The title of this article may lead you to believe that I hunt gay zombies. This is untrue, mostly because zombies who were once gay humans are now too gross to still be considered ‘gay’. Their cards were revoked long ago. No no, I am a gay hunter of zombies, and I need your advice.
Now that world has been overrun with flesh eating monsters its’ become more difficult to find fashionable merchandise. No longer are days of Channel spring lines and Ikea super sales. Now we must scavenge city, risking our lives in a quest for that perfect pair of shoes. Often I pretend like I’m living out Pretty Woman, except now when clerks don’t let me shop I take action with a double shot gun.
I say ‘we’ because there are others that survived. Not many, but there are a few. Mostly goths in black netting with pale white faces; apparently they looked too dead already. I was very lucky myself.
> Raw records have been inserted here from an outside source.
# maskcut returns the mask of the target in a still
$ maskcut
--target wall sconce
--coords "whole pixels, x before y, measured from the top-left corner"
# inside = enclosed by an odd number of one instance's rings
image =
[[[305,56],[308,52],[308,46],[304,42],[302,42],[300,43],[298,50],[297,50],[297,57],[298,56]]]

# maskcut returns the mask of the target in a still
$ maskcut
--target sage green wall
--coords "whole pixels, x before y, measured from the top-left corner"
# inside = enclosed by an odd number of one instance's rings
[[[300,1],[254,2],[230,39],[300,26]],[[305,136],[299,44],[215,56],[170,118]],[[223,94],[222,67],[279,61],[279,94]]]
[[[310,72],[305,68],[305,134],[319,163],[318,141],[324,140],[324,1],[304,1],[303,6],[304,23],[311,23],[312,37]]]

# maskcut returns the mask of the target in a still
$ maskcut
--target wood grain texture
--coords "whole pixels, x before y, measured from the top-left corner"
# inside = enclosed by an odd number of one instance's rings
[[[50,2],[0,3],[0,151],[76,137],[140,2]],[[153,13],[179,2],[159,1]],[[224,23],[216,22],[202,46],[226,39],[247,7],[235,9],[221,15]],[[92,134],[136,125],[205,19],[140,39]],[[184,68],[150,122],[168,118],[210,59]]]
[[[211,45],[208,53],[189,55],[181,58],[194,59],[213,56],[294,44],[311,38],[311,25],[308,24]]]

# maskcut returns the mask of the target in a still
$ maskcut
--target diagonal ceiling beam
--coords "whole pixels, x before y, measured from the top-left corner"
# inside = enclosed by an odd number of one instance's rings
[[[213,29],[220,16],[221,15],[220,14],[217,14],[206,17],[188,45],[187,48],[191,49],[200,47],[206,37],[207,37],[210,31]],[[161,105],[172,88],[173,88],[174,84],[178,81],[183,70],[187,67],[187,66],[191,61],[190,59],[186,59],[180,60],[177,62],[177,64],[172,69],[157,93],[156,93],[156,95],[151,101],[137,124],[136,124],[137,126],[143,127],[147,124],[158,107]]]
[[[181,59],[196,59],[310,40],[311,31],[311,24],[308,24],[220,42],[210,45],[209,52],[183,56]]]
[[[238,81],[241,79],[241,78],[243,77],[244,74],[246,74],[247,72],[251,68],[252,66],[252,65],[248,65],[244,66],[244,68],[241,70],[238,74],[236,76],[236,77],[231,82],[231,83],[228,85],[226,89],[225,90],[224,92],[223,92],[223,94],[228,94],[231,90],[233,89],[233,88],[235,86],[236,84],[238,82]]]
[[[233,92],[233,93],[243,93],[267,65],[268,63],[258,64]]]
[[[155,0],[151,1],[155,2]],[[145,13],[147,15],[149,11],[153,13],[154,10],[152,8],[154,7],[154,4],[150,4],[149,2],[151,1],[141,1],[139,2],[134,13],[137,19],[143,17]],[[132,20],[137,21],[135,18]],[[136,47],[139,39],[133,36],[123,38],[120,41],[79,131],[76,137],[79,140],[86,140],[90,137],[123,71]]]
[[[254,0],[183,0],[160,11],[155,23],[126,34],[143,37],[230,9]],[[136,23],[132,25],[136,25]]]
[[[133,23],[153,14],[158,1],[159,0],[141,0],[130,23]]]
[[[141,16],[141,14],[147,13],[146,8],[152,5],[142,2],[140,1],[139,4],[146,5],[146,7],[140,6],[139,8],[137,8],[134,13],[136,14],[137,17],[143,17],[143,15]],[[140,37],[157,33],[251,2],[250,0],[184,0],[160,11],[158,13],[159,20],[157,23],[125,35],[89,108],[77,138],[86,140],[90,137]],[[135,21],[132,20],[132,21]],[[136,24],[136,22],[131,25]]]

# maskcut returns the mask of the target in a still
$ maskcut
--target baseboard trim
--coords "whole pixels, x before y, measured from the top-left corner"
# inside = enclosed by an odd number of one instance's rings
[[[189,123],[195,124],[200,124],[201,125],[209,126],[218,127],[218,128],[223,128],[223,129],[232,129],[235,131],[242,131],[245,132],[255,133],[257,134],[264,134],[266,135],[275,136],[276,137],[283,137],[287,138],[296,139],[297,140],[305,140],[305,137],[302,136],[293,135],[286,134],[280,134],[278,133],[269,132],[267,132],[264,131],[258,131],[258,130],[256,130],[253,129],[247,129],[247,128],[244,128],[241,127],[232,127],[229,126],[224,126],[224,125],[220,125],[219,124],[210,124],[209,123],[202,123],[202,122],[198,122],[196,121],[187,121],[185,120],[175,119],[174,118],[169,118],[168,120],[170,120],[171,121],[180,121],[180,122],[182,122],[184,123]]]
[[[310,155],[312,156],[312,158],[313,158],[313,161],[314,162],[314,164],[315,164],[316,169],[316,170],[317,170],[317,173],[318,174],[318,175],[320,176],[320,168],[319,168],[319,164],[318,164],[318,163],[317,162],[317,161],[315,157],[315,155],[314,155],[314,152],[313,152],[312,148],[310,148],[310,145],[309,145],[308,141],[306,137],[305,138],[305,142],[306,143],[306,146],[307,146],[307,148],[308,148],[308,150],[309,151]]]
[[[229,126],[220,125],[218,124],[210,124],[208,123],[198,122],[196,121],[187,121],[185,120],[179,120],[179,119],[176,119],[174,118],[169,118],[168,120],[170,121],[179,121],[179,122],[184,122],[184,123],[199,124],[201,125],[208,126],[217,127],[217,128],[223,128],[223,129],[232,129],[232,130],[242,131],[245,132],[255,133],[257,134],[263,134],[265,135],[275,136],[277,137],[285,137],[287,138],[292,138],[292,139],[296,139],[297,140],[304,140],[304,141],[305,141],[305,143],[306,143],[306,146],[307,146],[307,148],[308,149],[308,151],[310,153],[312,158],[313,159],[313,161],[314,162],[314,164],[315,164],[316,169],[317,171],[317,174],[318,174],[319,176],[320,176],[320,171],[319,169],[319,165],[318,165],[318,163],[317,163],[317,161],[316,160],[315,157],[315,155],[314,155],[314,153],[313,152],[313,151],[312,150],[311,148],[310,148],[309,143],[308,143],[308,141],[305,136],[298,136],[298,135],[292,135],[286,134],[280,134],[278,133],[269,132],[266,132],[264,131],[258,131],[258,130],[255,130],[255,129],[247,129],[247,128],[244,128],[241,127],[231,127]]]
You see, that particular day was a ‘me’ day, where I locked my doors, turned off phones and played Madonna, Cher, and Britney Spears on rotation for 18 hours. How fabulous! In any case I missed worst of it, and when I awoke from my blissful stupor I realized that my peaceful shopping days were over.
Now lets get back to real problem. I decided to go for a stroll through city on a mission to obtain a set of dinnerware to match my couch and coaster set. I plan to use them if world ever repopulates enough to justify social events (hopefully with ‘right’ type of people this time around, if you know what I mean). Never can be too prepared. So I put on my Egyptian cotton shirt, pin stripe pants and pushed my way past outdated Ugg boots in my closet to grab my running shoes (hey, I can’t be all glamour when battling undead). Then I grabbed my pink ‘girl power’ chainsaw and went to town.